Author :
Creative works

@flat gaze

Website
2021
Segments : Creation Culture
Category : Creative works
Tag : Visual art

With @flat_gaze, Matej Mihevc, a new media artist of the younger generation, explores the specificity of the current state of cultural production after post-internet.

@flat_gaze raises questions about objectivity and meaning, innovation and authorship and the processes of production and dissemination in the arts and the broader cultural sphere, which are mutating at an accelerated rate with the advancement of neural networks and the increasing accessibility of artificial intelligence technologies.

@flat_gaze is embedded in the social media platform Instagram, today’s increasingly relevant art venue, which instead of an economy of value, aura and meaning is shaped by an economy of attention, reach and affect.
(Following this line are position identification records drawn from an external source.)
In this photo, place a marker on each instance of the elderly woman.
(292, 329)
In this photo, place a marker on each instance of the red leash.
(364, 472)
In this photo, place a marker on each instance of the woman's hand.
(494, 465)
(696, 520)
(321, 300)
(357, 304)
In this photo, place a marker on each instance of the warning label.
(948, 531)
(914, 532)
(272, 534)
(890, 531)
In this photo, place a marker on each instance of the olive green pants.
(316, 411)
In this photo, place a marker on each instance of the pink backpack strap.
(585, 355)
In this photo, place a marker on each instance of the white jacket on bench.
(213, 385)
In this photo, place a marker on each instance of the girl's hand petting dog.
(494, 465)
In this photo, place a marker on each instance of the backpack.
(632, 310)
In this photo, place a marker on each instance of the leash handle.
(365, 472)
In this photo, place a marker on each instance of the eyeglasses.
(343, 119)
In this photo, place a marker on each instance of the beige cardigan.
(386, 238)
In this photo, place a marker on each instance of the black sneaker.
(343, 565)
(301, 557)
The project @flat_gaze updates the contemporary figure of the creator of cultural content as a remixer, DJ, programmer or curator of content into a generative and automatised feedback web of consumption and production (of images).

The project includes the Instagram profile @flat_gaze, which follows specific profiles of individuals, art galleries and blogs related to digital, post-internet and contemporary arts that are posting photographic documentation of exhibitions, digital objects and their various intertwinements. The posts from these profiles are automatically aggregated and serve as a database for training the neural network StyleGAN2-ADA. The network learns unsupervised, and every day the automated process chooses random coordinates in the latent space, from which it generates the images that are posted on the @flat_gaze profile.
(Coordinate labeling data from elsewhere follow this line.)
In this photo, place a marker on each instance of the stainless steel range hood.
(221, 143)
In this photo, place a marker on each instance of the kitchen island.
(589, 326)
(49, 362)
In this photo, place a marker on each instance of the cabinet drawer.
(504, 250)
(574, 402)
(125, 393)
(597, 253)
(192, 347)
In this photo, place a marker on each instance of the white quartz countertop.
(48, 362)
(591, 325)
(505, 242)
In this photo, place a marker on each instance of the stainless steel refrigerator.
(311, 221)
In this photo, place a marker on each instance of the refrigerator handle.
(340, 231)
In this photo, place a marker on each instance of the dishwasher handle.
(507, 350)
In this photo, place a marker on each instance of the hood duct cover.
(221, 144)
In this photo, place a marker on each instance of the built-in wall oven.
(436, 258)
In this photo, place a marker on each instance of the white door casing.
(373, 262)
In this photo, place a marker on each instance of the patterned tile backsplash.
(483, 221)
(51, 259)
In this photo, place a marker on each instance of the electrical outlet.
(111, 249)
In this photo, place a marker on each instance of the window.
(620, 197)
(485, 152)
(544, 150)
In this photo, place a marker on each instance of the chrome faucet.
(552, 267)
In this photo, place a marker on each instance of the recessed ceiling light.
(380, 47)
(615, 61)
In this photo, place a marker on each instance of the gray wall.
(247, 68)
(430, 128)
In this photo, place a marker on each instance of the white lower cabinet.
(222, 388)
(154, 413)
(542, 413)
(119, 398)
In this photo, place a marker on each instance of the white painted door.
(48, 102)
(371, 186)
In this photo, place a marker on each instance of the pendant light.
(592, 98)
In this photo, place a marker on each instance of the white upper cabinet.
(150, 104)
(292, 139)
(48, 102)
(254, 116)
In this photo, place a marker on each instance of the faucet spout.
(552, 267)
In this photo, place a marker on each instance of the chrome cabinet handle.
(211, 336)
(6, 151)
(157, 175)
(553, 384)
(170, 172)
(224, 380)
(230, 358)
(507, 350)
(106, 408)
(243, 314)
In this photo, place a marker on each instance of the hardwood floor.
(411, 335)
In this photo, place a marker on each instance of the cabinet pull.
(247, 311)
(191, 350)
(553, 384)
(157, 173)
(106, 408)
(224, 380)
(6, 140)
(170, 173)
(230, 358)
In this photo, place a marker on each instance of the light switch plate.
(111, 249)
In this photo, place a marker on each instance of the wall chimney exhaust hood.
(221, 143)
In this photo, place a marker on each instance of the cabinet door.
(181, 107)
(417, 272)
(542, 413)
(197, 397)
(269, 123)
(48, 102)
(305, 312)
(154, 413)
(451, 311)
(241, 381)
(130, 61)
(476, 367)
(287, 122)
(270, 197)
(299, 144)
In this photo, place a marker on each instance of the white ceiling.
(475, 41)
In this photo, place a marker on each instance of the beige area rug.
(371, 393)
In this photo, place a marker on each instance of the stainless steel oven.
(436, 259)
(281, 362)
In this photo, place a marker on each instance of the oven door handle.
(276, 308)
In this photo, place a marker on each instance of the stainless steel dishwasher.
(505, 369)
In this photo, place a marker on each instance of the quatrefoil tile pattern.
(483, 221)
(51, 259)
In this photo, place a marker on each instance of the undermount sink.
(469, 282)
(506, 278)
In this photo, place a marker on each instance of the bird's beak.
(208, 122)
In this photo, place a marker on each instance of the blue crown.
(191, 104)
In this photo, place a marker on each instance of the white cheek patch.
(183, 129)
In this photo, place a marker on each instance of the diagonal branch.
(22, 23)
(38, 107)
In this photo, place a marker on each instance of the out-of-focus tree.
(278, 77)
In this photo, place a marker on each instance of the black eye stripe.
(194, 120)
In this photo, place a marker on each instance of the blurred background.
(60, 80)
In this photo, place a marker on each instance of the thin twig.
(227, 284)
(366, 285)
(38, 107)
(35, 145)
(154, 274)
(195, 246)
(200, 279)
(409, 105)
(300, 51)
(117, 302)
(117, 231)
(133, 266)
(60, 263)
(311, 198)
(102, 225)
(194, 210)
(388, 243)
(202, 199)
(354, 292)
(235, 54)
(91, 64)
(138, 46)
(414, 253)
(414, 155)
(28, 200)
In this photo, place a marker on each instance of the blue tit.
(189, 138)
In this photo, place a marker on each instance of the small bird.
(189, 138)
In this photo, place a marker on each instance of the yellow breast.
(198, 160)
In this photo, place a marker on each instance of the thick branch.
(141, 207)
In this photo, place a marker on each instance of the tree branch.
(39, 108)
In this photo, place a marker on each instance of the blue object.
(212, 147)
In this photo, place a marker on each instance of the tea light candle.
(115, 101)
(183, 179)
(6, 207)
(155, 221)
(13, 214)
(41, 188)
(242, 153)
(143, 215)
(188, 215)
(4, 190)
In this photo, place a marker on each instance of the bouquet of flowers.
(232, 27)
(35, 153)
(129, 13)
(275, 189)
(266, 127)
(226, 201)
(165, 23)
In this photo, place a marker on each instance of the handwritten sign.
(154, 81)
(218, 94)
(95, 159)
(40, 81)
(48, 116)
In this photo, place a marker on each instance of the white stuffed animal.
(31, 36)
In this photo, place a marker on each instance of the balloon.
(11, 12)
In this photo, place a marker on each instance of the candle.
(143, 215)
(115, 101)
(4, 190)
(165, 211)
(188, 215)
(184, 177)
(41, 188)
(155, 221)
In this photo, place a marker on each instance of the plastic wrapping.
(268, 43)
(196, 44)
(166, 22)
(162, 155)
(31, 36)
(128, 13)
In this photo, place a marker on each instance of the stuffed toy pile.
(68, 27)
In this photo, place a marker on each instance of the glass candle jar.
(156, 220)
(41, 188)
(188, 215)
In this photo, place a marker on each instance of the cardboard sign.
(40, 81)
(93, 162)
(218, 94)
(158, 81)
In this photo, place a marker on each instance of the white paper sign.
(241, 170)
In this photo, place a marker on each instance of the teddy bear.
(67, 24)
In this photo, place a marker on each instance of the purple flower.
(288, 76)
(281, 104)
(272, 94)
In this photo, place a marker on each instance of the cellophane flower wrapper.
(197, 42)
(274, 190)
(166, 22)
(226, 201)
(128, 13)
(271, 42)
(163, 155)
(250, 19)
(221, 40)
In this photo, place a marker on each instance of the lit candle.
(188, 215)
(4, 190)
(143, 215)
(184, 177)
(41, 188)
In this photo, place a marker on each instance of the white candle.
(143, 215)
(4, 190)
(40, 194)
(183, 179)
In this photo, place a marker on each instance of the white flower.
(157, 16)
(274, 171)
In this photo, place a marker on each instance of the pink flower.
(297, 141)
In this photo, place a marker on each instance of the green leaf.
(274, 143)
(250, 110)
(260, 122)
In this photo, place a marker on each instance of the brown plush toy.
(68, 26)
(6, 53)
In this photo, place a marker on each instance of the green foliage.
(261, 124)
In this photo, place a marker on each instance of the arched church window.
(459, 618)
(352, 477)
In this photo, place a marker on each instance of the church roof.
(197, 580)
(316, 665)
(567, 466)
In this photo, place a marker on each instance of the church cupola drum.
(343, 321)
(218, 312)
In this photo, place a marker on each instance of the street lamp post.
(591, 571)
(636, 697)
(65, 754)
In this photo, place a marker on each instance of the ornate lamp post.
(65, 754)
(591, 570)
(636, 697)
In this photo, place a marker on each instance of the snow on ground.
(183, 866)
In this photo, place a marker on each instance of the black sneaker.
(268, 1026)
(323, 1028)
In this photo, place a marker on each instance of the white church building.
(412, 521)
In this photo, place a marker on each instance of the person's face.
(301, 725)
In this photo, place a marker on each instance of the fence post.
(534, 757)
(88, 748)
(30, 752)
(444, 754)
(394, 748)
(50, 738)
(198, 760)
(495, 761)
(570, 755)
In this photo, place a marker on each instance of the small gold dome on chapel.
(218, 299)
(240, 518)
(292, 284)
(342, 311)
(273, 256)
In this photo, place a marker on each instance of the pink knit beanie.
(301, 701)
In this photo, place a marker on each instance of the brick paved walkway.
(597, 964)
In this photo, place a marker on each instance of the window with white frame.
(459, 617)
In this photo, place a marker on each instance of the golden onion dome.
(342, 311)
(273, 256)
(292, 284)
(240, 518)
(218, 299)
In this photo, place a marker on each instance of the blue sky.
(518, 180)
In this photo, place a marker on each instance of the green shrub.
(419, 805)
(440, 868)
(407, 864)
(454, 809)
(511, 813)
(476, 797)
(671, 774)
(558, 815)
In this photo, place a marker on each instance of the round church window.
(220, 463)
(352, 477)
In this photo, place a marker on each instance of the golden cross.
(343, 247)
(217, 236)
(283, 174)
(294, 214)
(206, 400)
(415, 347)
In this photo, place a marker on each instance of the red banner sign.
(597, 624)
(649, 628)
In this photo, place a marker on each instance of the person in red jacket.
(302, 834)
Thus, during their daily scrolling through Instagram, followers of the profile come across the algorithmically generated images which vividly recapitulate cultural patterns, trends and currents into outlines of objects, spaces and moods. In fact, they are two-dimensional visualisations of the sections of multidimensional categories into which the neural network quantifies cultural production. Thus, they present the human-visible fragments of an otherwise alien and incomprehensible algorithmic “view” of the cultural field.

In this, each image – even though as human followers we attempt to treat it as particular and meaningful because of the unusual semantic combinations – is special precisely in its genericness and (spatial and semantic) depth, which is only a surface effect. The automatised and hyperproductive loop does not communicate, criticise or reveal anything. It merely indifferently generates new affective possibilities for the human consumer and anticipates the algorithmically enriched creative processes of the future.